Por eso no deja de ser interesante ver cómo Jamie Lannister continúa cimentando su vínculo con Bronn, primero con un revelador diálogo entre triste y oscuro acerca de los diversos lazos –que van mucho más allá de lo sanguíneo- con sus hermanos, pero también con el humor más desopilante en el medio de la violencia. Ambos personajes han sido trabajados durante toda la serie a través de lo paradójico, evidenciando lo coherente en sus contradicciones: los dos se definen por sus fidelidades, siempre recubiertas de una pose cínica y distanciada. La misión que han emprendido, no sólo es cercana a lo imposible, sino que su éxito podría terminar de romper una frágil paz, en otro paradoja más. Igual, Ellaria Sand ya tiene junto a las Serpientes de la Arena sus propios planes para romper esa paz…

Mientras tanto, Tyrion es llevado por Jorah hacia Meereen, la tierra donde encuentra Daenerys. Habrá que ver si el plan de Jorah funciona. También si va a tener la paciencia suficiente para bancarse al irritante Tyrion.

El que ha quedado muy mal parado es el joven Rey, definitivamente en el medio de una guerra silenciosa entre su madre Cersei, quien restaura la Fe Militante, y su esposa Margaery, cuyo hermano termina preso por ser homosexual. Cersei definitivamente no es tonta y nos demuestra que la religión es una excelente herramienta para ser usada políticamente, aunque también es un arma de doble filo: la religión –cualquier religión- no suele tolerar ser usada para hacer política; la religión hace política y siempre busca tomar el mando.

En el Castillo Negro, se dan dos escenas opuestas en su tono y configuración de los personajes. Si primero vemos a Jon Snow resistir estoicamente los avances de Melissandre, quien le ofrece su cuerpo –ella tiene razón cuando le dice que no sabe nada: ¡sos un salame, Jon!-, luego vemos a Stannis Baratheon en una instancia de inesperada dulzura para con su hija. Bueno, el tipo de dulzura que puede tener un tipo como Baratheon, que no es precisamente un torrente de amor. Aún así –o precisamente por eso- es un momento sumamente emocionante.

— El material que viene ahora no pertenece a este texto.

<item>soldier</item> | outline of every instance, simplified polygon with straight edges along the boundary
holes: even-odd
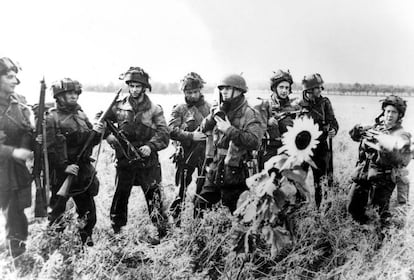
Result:
[[[86,219],[86,224],[79,230],[83,244],[93,246],[92,231],[96,224],[96,207],[94,196],[98,194],[99,181],[95,168],[91,164],[93,146],[99,143],[96,134],[91,145],[79,158],[92,129],[101,132],[102,127],[92,126],[88,117],[78,104],[82,93],[81,84],[70,78],[64,78],[52,84],[56,107],[46,116],[46,143],[50,167],[52,208],[48,219],[50,225],[56,225],[62,231],[62,216],[66,202],[70,197],[76,204],[79,218]],[[74,176],[69,188],[61,190],[68,176]],[[66,193],[61,193],[61,192]],[[58,194],[59,193],[59,194]]]
[[[289,98],[292,93],[293,79],[289,71],[278,70],[270,78],[272,95],[264,104],[267,115],[267,139],[265,139],[265,152],[261,160],[263,163],[277,155],[277,150],[282,146],[281,135],[287,131],[288,126],[293,125],[293,118],[299,112],[300,106],[294,104],[295,100]],[[263,105],[262,105],[263,106]]]
[[[329,98],[322,96],[323,80],[320,74],[310,74],[303,78],[303,94],[299,101],[299,106],[302,108],[304,114],[311,117],[315,123],[319,125],[322,130],[322,135],[318,138],[319,144],[313,151],[312,160],[317,168],[312,168],[313,178],[315,184],[315,202],[319,208],[322,201],[322,186],[321,178],[327,175],[329,157],[332,154],[329,152],[327,139],[333,138],[338,132],[338,122],[332,108]],[[332,147],[330,147],[332,149]]]
[[[196,198],[196,209],[210,208],[221,199],[233,213],[240,194],[247,190],[248,153],[258,148],[264,131],[259,113],[247,103],[247,86],[242,76],[226,76],[218,89],[222,102],[213,107],[201,124],[202,132],[213,131],[214,158]]]
[[[25,161],[33,157],[30,110],[14,89],[19,68],[0,58],[0,207],[5,217],[6,243],[12,257],[26,250],[28,236],[24,209],[31,205],[31,175]]]
[[[117,157],[117,184],[111,206],[114,233],[119,233],[128,218],[128,200],[133,185],[141,186],[152,222],[158,228],[159,238],[166,235],[166,218],[162,210],[161,166],[158,151],[169,144],[168,127],[164,112],[147,95],[151,91],[148,74],[140,67],[130,67],[121,75],[128,85],[129,96],[118,101],[108,120],[117,123],[117,129],[131,145],[110,134],[106,140],[115,147]],[[134,151],[140,160],[131,161]],[[153,244],[159,239],[150,238]]]
[[[350,132],[360,141],[359,159],[353,175],[348,211],[361,224],[368,221],[365,208],[370,202],[378,207],[381,225],[391,217],[391,194],[399,181],[400,170],[411,160],[411,135],[401,123],[407,110],[406,101],[398,96],[382,100],[382,120],[373,126],[356,125]]]
[[[204,84],[204,80],[197,73],[190,72],[184,77],[181,91],[184,92],[185,103],[174,106],[168,124],[171,139],[178,142],[174,162],[177,166],[175,181],[180,189],[170,206],[174,219],[179,218],[192,174],[197,168],[200,175],[204,162],[206,135],[199,130],[199,126],[211,107],[201,93]],[[179,224],[179,220],[177,223]]]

Todavía en el Norte, pero no tan al Norte, Littlefinger le dice a Sansa que debe dejarla sola en Invernalia para atender negocios en Desembarco del Rey. La escena, como el vínculo entre ellos, es sensualmente inquietante, con un componente melancólico muy relevante, porque la unión presente que tienen está atravesada por múltiples evocaciones de sus respectivos pasados. Vale la pena decirlo ahora: Littlefinger es un sorete realmente encantador y quizás ha encontrado en Sansa una inesperada aprendiz.

Terminamos con los Hijos de la Arpía concibiendo una nueva movida contra Daenerys: una trampa contra los Inmaculados, que lleva a una lucha terriblemente angustiante, con un suspenso magníficamente manejado, que terminará con Gusano Gris y Barristan afectados por múltiples heridas, que los dejan desfallecidos, desmayados… ¿muertos quizás? Se vienen nuevos enfrentamientos, batallas, guerras sin cuartel en Game of thrones. Difícil predecir las consecuencias.